I wonder, in some warped way, if you felt you were giving her a privilege. I can’t get my head around it, but then I look from a 21st century place. In my society slavery is abhorred by most of us and has been illegal for some time.  It still exists in some forms and we campaign against it.

How did you feel towards God who had made your husband a promise he did not seem to be keeping? Did you resent this God who had taken you and your husband on this huge journey and seemed to be promising so much but at the same time seemed to be playing a cruel joke on you by denying you your child? Sometimes I feel like God has a warped sense of humour.

I wonder what Hagar was like. I am guessing that she must have been good looking with a range of excellent qualities for you to choose her to bear a child for your husband.

What was the look on her face when you gave her to your husband? Did you try and reassure her regarding what you were about to make her go through? Did you in some way groom her? I ask these questions because I cannot get my head around this despite trying to do so on many occasions.

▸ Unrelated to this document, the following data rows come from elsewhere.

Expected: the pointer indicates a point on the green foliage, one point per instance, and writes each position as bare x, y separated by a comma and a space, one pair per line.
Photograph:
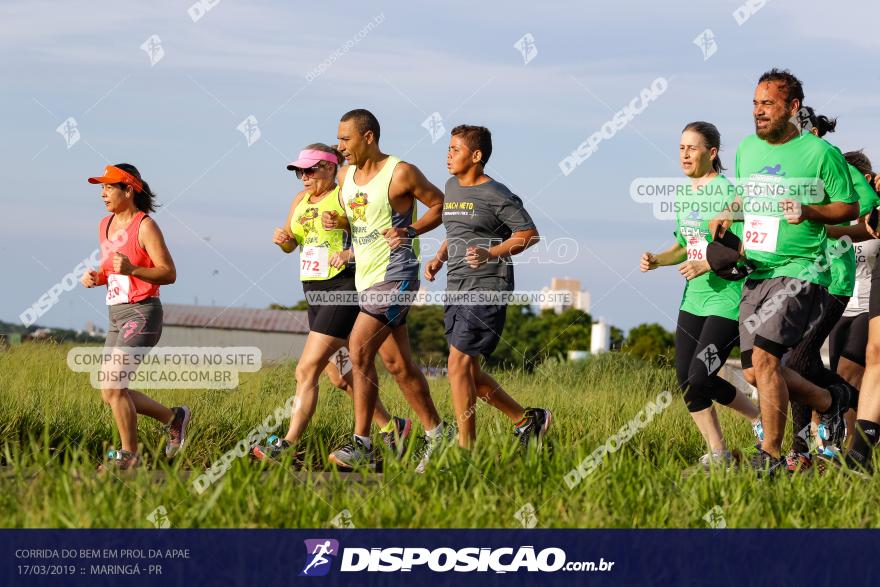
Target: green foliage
651, 342
54, 429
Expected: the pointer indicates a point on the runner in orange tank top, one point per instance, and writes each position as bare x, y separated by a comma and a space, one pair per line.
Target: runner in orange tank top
140, 263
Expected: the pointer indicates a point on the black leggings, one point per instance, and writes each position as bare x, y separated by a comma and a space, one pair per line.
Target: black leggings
806, 360
702, 345
849, 339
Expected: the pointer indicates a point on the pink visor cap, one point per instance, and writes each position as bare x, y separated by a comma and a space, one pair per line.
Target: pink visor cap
310, 157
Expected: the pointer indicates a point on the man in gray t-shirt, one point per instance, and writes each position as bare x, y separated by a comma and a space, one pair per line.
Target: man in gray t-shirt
485, 225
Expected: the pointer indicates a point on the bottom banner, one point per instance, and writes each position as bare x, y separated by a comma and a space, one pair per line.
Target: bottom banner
389, 557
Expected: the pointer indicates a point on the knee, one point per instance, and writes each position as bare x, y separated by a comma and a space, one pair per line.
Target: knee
397, 368
306, 371
872, 352
458, 362
696, 399
764, 361
361, 356
335, 378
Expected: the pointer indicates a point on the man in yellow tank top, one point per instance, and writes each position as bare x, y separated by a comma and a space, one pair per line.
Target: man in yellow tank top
378, 193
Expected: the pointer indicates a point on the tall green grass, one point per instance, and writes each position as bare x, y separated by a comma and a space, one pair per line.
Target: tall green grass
54, 429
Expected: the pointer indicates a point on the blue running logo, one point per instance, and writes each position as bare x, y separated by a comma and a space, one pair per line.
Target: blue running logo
317, 552
775, 170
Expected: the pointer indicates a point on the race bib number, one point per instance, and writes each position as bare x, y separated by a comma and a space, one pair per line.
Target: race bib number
760, 233
117, 289
315, 262
696, 249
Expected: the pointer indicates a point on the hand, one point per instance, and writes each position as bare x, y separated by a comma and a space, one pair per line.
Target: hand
338, 260
724, 221
476, 256
89, 278
281, 237
692, 269
395, 237
330, 220
432, 268
870, 230
792, 211
121, 264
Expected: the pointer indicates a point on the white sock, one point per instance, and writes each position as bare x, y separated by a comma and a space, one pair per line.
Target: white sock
435, 432
365, 440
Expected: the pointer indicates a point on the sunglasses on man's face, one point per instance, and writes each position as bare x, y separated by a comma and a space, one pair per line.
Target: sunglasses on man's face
308, 171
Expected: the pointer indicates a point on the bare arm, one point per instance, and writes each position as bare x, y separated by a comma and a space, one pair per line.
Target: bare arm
409, 179
833, 213
672, 256
283, 237
856, 232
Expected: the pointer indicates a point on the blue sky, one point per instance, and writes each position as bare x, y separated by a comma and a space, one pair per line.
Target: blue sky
177, 121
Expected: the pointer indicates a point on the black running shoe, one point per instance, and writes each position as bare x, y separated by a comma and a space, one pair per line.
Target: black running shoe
832, 426
766, 465
271, 450
535, 426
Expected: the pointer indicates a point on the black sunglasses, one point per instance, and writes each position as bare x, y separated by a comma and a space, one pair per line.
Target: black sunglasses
308, 170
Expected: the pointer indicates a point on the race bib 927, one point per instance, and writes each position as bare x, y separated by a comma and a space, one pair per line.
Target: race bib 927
760, 233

Then you found out Hagar was pregnant and she showed you how she felt. She had contempt for you. She was having his child, the child you thought you couldn’t have. Did you regret what you had done then, giving her to your husband? It seems like the plan you had hatched had not allowed for Hagar being somebody with her own emotions who might display her feelings towards you

Abram seems to have realised what a mess it was and seems to want to keep out of the situation. I wish he had intervened as it appears you were abusive towards this pregnant woman. What did you do? It seems that this was pre-meditated abuse in some ways and that makes it even harder. I assume that when it says you death harshly with her (verse 6) it means you were violent. This again I struggle with. It may have been the normal way of dealing with slaves but it was not right. Hagar was a person and a pregnant woman at that.

I am glad that the Lord found her on the way to Shur, but I struggle with her being sent back into such an abusive situation. I do not believe it is God’s will to send people into situations where they suffer harm and abuse – what was it like when she came back? Did somebody step in to protect her or was it that she came back with the submissive attitude that she had been told to have?

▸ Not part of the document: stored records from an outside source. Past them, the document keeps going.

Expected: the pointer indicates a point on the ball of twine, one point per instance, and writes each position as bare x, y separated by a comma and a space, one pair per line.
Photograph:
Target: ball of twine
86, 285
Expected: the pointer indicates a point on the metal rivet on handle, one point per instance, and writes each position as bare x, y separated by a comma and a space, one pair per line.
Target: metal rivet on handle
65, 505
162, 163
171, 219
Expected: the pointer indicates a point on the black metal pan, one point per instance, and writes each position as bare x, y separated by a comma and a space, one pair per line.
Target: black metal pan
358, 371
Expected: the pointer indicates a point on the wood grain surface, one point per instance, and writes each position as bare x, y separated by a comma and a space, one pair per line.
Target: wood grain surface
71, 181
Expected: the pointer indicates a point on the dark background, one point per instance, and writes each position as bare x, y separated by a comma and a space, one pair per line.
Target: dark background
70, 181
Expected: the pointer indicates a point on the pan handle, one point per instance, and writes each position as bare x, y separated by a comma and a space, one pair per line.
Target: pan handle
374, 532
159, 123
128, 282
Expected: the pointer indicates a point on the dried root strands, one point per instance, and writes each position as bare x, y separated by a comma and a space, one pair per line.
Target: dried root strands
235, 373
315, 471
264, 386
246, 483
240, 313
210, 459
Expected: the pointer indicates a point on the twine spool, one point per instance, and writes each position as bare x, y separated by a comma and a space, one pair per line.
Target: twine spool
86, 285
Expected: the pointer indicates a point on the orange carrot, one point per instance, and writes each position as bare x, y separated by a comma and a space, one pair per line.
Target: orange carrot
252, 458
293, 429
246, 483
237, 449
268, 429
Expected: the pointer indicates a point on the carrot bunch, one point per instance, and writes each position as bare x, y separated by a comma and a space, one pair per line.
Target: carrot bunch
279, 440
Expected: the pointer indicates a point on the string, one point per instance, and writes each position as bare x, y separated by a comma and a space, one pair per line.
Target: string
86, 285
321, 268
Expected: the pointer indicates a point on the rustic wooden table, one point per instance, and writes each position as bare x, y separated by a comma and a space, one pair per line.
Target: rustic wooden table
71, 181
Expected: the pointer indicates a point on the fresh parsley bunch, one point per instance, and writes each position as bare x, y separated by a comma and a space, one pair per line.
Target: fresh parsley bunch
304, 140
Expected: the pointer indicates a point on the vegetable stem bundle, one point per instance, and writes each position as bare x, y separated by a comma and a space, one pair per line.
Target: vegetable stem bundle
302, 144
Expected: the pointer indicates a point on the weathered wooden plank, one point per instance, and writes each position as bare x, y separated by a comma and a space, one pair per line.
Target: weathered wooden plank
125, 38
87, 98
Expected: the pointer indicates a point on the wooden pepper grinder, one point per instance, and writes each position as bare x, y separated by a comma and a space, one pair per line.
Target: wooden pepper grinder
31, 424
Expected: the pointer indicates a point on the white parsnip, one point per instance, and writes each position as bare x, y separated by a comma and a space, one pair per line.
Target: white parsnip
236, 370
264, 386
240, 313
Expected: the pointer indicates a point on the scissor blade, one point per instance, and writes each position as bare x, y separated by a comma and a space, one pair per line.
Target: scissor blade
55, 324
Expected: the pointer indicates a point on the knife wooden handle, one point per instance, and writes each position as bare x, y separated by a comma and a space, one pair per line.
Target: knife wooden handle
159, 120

One of the reasons I struggle with this so much is because it appears to be saying the onus is on the person being abused to put up with their situation. Yet this is intolerable and wrong.

When she came back did Hagar explain she had seen God and remained alive? Did that create fear amongst you that this slave girl had had this experience of encountering the Lord, your God. Was that why things seem to settle down? Or was it that Abram did intervene because he realised this was his child and he needed to take some responsibility?

How did you feel initially, when Ishmael was born? I guess it must have been hard for you at that point.

You can tell that I struggle with you as a person, I disapprove of so much you did. Yet at the same time you kind of give me hope because you were so human and God still used you.

Oh I know a lot of it was cultural but that is still doesn’t make what you did right. I feel somewhat torn in writing this too because you are a woman, one of the few well known women of the bible. Yet, you were a bully and a slave owner and I don’t think that we should forget that part of your story. We may be able to move on from it looking at your other qualities too, but this part should not be lost or excused and so I am glad it is in the bible and they did not remove it.

It causes me again to wrestle with the text but I sort of came up with a way to read this and deal with it a while ago. I read your story as one where I have to accept what you have done whilst not condoning it and move on to look at the wider picture, accepting that as with all of us you were a mixture of good and evil.